Lantas, bagaimana caranya? mari kita berdayakan keluarga sebagai ruang untuk proses pencegahan radikalisasi, ekstremisme dan terorisme. Keluarga sebagai unit sosial, unit budaya, unit pertukaran kasih sayang antar keluarga, melalui fungsinya mampu berperan menjawab tantangan jaman. Keluarga sebagai unit terkecil seorang individu tumbuh dan berkembang diharapkan mampu menjadi ruang pembentukan nilai-nilai termasuk toleransi.

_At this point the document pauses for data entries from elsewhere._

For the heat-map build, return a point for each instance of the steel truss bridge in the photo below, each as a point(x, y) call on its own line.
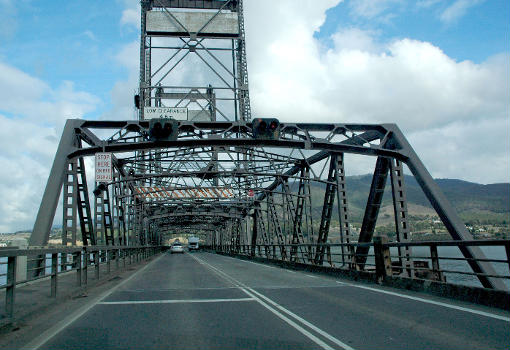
point(220, 178)
point(268, 197)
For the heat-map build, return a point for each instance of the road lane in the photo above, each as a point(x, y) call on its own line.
point(181, 322)
point(365, 318)
point(209, 301)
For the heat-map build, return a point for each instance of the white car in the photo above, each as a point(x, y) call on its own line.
point(177, 248)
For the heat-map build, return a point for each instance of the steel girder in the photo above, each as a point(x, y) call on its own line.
point(284, 213)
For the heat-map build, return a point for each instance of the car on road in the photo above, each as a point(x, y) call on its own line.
point(193, 243)
point(177, 248)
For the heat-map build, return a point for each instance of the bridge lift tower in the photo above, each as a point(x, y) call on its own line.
point(196, 162)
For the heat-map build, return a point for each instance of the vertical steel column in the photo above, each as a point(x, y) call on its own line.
point(327, 211)
point(84, 212)
point(69, 206)
point(343, 213)
point(254, 234)
point(401, 215)
point(107, 218)
point(54, 273)
point(242, 67)
point(78, 261)
point(10, 288)
point(374, 201)
point(98, 217)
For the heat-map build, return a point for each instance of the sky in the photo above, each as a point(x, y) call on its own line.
point(438, 68)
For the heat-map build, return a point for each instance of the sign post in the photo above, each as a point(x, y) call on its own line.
point(104, 171)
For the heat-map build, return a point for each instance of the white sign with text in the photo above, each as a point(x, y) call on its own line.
point(177, 113)
point(104, 171)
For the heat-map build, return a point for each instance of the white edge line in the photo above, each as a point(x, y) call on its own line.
point(305, 322)
point(50, 333)
point(292, 323)
point(172, 301)
point(460, 308)
point(254, 294)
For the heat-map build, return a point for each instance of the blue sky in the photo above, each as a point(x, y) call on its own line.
point(69, 41)
point(78, 40)
point(481, 31)
point(440, 69)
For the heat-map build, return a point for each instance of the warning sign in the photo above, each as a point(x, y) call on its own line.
point(177, 113)
point(104, 167)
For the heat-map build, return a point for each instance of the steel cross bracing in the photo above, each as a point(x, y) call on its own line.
point(217, 179)
point(210, 44)
point(279, 210)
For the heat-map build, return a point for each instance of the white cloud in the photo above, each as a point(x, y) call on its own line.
point(89, 34)
point(435, 99)
point(370, 8)
point(131, 14)
point(32, 115)
point(8, 20)
point(457, 10)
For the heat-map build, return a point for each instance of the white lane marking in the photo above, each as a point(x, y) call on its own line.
point(455, 307)
point(305, 322)
point(250, 262)
point(261, 299)
point(53, 331)
point(173, 301)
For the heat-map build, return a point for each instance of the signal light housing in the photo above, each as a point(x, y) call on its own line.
point(163, 129)
point(266, 128)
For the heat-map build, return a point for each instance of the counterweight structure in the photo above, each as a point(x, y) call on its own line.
point(219, 175)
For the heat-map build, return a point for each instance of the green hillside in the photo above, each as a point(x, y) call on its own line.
point(475, 203)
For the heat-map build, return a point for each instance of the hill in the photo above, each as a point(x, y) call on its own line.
point(475, 203)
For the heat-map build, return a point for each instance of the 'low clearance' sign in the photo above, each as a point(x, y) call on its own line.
point(104, 167)
point(177, 113)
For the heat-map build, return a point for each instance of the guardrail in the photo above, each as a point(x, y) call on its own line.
point(415, 260)
point(19, 266)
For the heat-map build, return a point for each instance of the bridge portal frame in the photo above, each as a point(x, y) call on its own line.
point(384, 141)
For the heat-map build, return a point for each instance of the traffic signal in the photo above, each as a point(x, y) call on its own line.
point(162, 129)
point(266, 128)
point(137, 101)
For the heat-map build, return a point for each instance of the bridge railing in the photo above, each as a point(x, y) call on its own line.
point(432, 260)
point(20, 266)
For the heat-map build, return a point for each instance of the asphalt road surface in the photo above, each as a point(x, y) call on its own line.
point(208, 301)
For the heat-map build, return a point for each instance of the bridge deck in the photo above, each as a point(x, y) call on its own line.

Peran Penting Ibu dan Ayah dalam Komunikasi Keluarga
Keluarga adalah unit sosial pertama yang memiliki pengaruh besar terhadap anak-anak. Selain itu, keluarga meruapakan madrasatul Ula, yakni tempat pertama dan utama bagi anak untuk menerima pendidikan. Dengan demikian, orang tua, baik ayah dan ibu, berperan sebagai guru dan teladan yang pertama kali dikenal anak-anak. Orang tua menjadi figur sentral dalam keluarga yang mengawasi dan memantau tumbuh kembang anak-anak dan remaja.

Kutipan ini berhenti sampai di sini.